NOAA is forecasting a likely range of 14 to 21 named storms (winds of 39 mph or higher). Of those, six to 10 could become hurricanes (winds of 74 mph or higher), including three to six major hurricanes (category 3, 4 or 5; with winds of 111 mph or higher). NOAA provides these ranges with 70% confidence.
By comparison, the Colorado State University (CSU) Tropical Meteorology Project team in April predicted 19 named storms during the Atlantic hurricane season. CSU expected nine of those 19 storms to become hurricanes and four to reach major hurricane strength.
According to NOAA, the increased activity anticipated this hurricane season is attributed to several climate factors. Those factors are the ongoing La Niña that is likely to persist throughout the hurricane season, warmer-than-average sea surface temperatures in the Atlantic Ocean and Caribbean Sea, weaker tropical Atlantic trade winds and an enhanced west African monsoon.
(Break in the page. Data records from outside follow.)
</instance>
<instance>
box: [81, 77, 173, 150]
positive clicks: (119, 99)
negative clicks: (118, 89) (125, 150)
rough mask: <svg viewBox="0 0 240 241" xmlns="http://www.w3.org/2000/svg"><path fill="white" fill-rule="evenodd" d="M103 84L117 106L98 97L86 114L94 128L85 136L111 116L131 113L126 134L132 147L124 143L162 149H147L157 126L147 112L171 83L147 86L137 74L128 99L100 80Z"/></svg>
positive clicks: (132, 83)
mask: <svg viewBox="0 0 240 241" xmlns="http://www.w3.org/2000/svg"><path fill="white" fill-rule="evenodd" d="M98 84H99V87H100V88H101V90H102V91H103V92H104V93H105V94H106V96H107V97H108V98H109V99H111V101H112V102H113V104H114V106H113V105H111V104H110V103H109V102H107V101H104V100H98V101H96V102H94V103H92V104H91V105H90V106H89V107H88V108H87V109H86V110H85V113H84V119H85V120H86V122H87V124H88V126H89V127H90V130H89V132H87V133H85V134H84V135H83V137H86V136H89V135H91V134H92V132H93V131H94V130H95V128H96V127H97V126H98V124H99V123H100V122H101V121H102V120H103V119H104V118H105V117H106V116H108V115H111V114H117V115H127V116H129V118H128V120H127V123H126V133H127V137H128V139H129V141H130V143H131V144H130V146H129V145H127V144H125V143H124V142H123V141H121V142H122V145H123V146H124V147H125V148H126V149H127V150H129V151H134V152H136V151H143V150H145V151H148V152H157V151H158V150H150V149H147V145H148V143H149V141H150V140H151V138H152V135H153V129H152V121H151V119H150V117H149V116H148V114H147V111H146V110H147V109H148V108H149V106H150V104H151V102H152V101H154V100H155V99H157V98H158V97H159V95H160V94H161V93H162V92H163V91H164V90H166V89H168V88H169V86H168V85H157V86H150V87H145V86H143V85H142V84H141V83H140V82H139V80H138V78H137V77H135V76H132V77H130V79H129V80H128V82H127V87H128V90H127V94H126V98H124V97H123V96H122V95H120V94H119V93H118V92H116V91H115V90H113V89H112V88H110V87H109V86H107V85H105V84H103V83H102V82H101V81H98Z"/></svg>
An enhanced west African monsoon supports stronger African easterly waves, which seed many of the strongest and longest-lived hurricanes during most seasons.
NOAA’s outlook is for overall seasonal activity and is not a landfall forecast. In addition to the Atlantic seasonal outlook, NOAA has also issued seasonal hurricane outlooks for the eastern Pacific and central Pacific hurricane basins. NOAA’s Climate Prediction Center will update the 2022 Atlantic seasonal outlook in early August, just prior to the historical peak of the season.